4. Find the volume of the solid whose base is the region bounded by $$y = {x^2} - 1$$ and $$y = 3$$ and whose cross-sections are equilateral triangles with the base perpendicular to the $$y$$-axis. See figure below to see a sketch of the cross-sections.
5. Find the volume of the solid whose base is the region bounded by $$x = 2 - {y^2}$$ and $$x = {y^2} - 2$$ and whose cross-sections are the upper half of the circle centered on the $$y$$-axis. See figure below to see a sketch of the cross-sections.
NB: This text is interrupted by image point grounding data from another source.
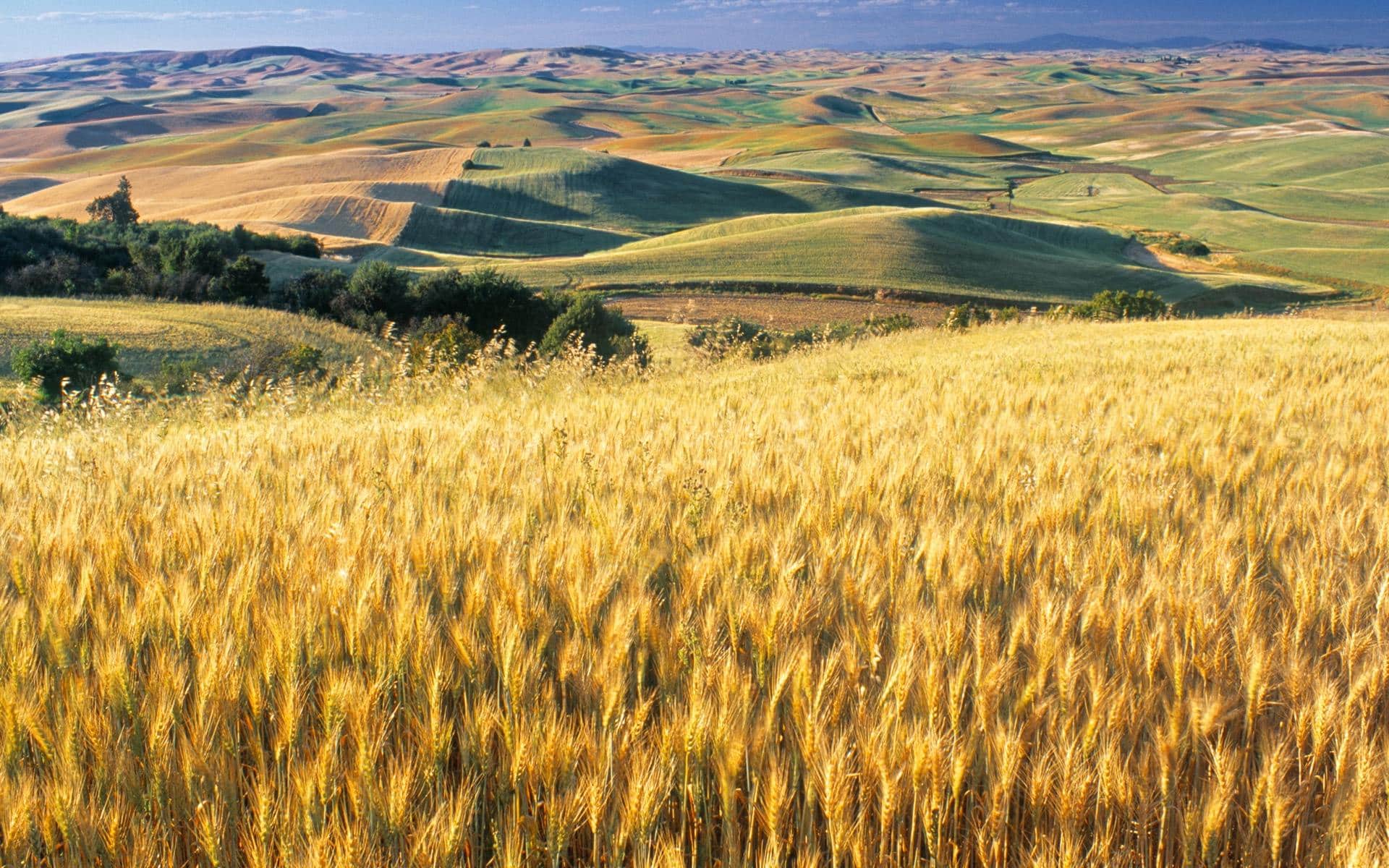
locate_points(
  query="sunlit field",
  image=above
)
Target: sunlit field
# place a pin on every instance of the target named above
(1034, 595)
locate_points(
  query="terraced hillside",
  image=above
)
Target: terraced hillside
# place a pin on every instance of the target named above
(592, 167)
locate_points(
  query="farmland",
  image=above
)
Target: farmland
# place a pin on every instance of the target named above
(1274, 160)
(582, 457)
(1037, 595)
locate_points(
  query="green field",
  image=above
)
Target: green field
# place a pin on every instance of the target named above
(210, 336)
(1277, 161)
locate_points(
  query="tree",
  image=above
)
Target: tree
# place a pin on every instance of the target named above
(488, 300)
(610, 333)
(117, 208)
(245, 281)
(81, 362)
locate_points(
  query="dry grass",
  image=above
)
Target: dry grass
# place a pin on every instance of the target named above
(1031, 596)
(780, 312)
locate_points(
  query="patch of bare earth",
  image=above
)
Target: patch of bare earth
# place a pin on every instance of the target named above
(782, 312)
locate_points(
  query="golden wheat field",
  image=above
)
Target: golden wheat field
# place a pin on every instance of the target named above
(1035, 595)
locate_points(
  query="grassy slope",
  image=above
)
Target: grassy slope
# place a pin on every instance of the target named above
(575, 187)
(1339, 252)
(1138, 566)
(210, 335)
(930, 249)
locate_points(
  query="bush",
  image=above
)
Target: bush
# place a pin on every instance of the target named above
(114, 208)
(375, 288)
(732, 335)
(608, 331)
(64, 357)
(245, 281)
(488, 300)
(174, 377)
(1110, 305)
(442, 342)
(964, 315)
(314, 291)
(1189, 246)
(300, 360)
(753, 341)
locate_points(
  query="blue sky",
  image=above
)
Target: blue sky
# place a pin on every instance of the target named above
(33, 28)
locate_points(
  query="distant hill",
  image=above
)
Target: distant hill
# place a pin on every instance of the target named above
(1071, 42)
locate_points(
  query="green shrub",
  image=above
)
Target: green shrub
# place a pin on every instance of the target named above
(964, 315)
(488, 300)
(174, 377)
(443, 342)
(64, 357)
(608, 331)
(314, 291)
(1189, 246)
(734, 335)
(1111, 305)
(302, 360)
(116, 208)
(245, 281)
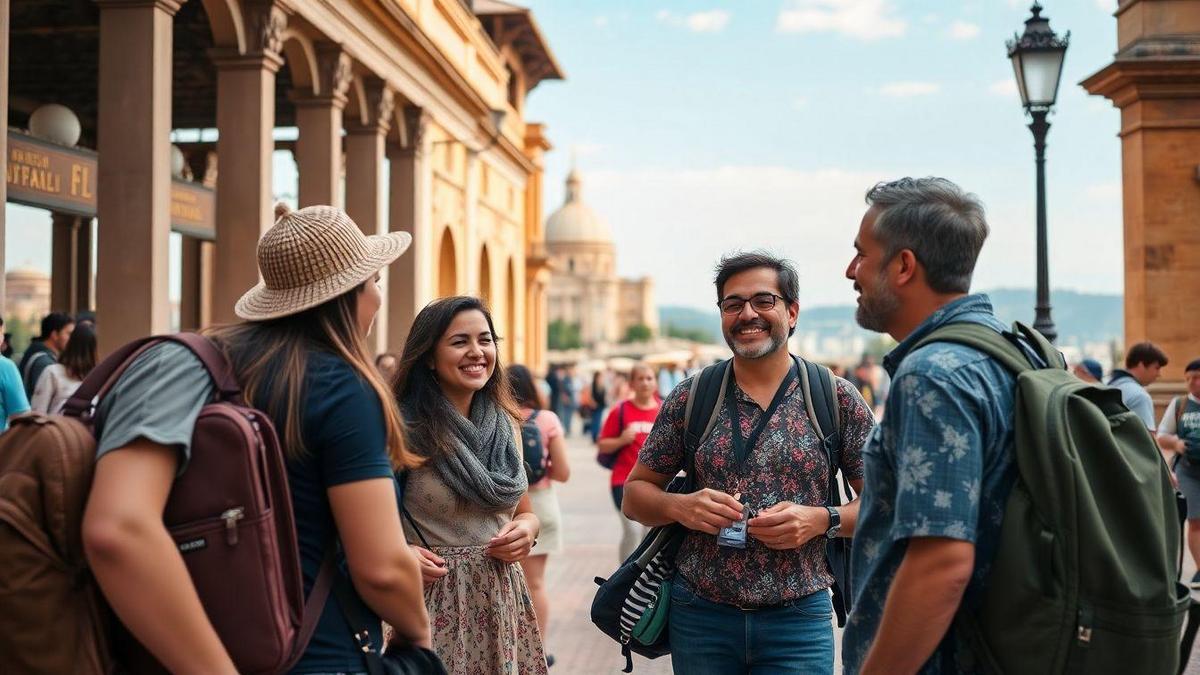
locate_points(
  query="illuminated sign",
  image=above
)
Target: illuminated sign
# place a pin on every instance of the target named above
(64, 179)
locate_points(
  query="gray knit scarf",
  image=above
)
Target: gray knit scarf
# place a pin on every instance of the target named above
(485, 465)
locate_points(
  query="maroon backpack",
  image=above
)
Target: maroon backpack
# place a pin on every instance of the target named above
(229, 514)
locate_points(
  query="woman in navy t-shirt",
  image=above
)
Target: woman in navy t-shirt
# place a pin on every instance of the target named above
(300, 357)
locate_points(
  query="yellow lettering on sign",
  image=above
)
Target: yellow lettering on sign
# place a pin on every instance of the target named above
(79, 183)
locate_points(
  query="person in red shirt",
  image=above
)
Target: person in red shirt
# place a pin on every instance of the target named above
(624, 431)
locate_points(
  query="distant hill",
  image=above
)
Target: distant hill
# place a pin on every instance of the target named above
(1080, 317)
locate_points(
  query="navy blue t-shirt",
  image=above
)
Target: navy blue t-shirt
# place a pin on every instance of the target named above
(345, 441)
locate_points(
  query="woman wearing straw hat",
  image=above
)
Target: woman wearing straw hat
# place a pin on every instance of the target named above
(300, 357)
(468, 505)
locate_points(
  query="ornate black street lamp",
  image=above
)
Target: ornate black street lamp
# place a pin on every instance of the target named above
(1037, 61)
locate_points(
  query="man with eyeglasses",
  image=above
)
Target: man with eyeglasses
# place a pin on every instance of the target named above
(759, 601)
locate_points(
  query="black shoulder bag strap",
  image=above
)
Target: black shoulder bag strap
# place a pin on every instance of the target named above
(705, 399)
(402, 483)
(821, 400)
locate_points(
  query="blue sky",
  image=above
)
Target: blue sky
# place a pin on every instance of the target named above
(703, 127)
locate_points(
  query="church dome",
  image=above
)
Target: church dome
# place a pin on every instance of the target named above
(575, 221)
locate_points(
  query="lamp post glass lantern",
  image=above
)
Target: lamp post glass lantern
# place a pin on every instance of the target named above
(1037, 58)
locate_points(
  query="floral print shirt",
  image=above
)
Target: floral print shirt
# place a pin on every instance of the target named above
(786, 464)
(939, 465)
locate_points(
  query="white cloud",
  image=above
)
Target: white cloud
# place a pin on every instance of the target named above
(708, 22)
(1104, 191)
(909, 89)
(863, 19)
(1006, 88)
(586, 148)
(713, 21)
(963, 30)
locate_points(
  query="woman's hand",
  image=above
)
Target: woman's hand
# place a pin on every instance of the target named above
(433, 567)
(513, 542)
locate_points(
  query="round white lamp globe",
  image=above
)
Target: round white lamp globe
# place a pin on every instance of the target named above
(57, 124)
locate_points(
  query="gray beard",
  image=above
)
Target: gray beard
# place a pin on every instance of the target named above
(874, 314)
(771, 347)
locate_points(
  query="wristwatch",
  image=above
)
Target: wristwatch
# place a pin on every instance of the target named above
(834, 523)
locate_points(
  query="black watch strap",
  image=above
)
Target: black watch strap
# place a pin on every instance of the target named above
(834, 523)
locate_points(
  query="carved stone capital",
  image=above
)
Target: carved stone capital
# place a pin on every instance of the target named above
(414, 123)
(378, 103)
(335, 70)
(265, 22)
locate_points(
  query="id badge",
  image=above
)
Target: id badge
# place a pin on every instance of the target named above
(735, 536)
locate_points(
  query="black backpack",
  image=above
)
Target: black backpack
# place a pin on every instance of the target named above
(533, 449)
(636, 589)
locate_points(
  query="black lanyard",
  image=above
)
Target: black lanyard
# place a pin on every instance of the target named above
(742, 448)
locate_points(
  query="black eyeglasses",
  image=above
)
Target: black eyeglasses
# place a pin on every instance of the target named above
(760, 302)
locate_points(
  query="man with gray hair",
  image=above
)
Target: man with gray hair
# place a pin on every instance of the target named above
(940, 466)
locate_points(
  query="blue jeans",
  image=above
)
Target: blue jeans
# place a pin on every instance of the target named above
(708, 638)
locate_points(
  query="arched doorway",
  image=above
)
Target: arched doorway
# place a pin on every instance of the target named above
(448, 267)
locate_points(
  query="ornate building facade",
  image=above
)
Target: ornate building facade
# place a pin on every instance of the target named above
(1155, 81)
(407, 113)
(585, 288)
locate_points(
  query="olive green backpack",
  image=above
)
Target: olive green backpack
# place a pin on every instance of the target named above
(1086, 574)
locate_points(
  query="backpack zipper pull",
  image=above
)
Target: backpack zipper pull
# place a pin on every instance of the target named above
(1084, 634)
(232, 517)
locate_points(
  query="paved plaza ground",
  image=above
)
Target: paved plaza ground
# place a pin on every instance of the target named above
(591, 536)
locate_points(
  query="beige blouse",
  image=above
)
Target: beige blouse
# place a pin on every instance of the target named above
(444, 518)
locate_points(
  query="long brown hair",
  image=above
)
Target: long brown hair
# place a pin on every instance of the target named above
(417, 384)
(79, 356)
(276, 352)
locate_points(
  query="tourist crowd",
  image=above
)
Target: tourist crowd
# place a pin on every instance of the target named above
(431, 477)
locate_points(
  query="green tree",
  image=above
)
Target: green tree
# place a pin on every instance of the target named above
(564, 335)
(23, 330)
(637, 333)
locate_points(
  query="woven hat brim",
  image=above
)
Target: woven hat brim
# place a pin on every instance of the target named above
(263, 304)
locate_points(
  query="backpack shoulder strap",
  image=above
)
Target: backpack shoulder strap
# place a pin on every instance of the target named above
(821, 399)
(102, 378)
(705, 401)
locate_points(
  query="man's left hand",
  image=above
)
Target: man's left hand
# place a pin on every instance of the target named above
(786, 526)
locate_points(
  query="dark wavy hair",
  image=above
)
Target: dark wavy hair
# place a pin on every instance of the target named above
(417, 386)
(79, 356)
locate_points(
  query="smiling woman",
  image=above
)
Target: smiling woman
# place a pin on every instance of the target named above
(468, 505)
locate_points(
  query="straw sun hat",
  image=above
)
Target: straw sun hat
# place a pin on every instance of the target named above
(312, 256)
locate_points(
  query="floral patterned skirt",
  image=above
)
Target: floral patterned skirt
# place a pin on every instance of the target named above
(484, 622)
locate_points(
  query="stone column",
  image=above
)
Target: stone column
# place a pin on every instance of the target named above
(409, 284)
(319, 120)
(365, 144)
(192, 282)
(245, 119)
(133, 198)
(84, 274)
(537, 258)
(4, 137)
(1155, 81)
(65, 262)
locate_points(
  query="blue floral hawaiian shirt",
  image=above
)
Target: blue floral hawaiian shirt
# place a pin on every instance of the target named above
(939, 465)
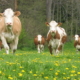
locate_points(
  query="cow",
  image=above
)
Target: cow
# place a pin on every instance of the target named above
(1, 46)
(56, 37)
(39, 42)
(77, 42)
(10, 29)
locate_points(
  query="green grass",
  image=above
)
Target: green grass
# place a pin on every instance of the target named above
(30, 65)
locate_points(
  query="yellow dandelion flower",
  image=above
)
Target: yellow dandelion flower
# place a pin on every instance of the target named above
(22, 71)
(55, 78)
(78, 72)
(56, 73)
(71, 75)
(14, 70)
(34, 74)
(64, 78)
(20, 74)
(66, 68)
(0, 72)
(46, 77)
(20, 67)
(30, 71)
(73, 71)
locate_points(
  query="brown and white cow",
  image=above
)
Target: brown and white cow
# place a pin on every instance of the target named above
(1, 46)
(10, 28)
(77, 42)
(56, 37)
(39, 41)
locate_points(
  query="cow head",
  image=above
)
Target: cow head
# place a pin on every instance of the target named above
(39, 38)
(8, 15)
(76, 37)
(53, 27)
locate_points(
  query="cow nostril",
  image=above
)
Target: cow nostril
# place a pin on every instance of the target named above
(8, 23)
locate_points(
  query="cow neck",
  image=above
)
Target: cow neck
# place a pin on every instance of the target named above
(9, 30)
(57, 36)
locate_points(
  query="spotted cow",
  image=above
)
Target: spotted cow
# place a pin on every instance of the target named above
(39, 42)
(56, 37)
(10, 28)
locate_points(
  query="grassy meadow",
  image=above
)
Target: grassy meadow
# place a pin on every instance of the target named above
(30, 65)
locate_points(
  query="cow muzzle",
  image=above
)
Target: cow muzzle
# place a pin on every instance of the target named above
(9, 24)
(52, 33)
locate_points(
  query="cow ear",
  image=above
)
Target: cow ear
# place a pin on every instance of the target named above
(17, 13)
(59, 24)
(1, 14)
(47, 23)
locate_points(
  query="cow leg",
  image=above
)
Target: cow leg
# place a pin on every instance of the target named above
(59, 49)
(14, 44)
(42, 48)
(50, 49)
(5, 44)
(38, 48)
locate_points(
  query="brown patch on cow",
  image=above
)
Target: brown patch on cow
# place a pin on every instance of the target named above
(57, 36)
(60, 47)
(1, 46)
(36, 42)
(16, 25)
(17, 13)
(49, 37)
(64, 39)
(47, 23)
(59, 24)
(77, 42)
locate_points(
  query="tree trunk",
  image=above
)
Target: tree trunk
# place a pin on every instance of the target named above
(48, 4)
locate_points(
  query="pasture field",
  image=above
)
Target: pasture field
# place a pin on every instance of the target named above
(30, 65)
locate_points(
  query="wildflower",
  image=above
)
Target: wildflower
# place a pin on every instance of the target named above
(20, 74)
(46, 77)
(30, 71)
(34, 74)
(0, 72)
(66, 68)
(20, 67)
(56, 73)
(22, 71)
(73, 71)
(78, 72)
(10, 78)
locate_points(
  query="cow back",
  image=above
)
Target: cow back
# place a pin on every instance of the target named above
(16, 25)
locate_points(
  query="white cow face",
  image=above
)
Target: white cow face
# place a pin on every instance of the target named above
(8, 14)
(76, 37)
(53, 27)
(39, 37)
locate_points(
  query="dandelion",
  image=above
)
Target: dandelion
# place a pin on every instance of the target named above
(20, 74)
(34, 74)
(10, 77)
(20, 67)
(22, 71)
(56, 73)
(78, 72)
(51, 69)
(30, 71)
(66, 68)
(46, 77)
(0, 72)
(73, 71)
(55, 78)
6. Find the volume of a wedge cut out of a “cylinder” whose base is the region bounded by $$y = \cos \left( x \right)$$ and the $$x$$-axis between $$- \frac{\pi }{2} \le x \le \frac{\pi }{2}$$. The angle between the top and bottom of the wedge is $$\frac{\pi }{4}$$. See the figure below for a sketch of the “cylinder” and the wedge (the positive $$x$$-axis and positive $$y$$-axis are shown in the sketch).
7. For a sphere of radius $$r$$ find the volume of the cap which is defined by the angle $$\varphi$$ where $$\varphi$$ is the angle formed by the $$y$$-axis and the line from the origin to the bottom of the cap. See the figure below for an illustration of the angle $$\varphi$$.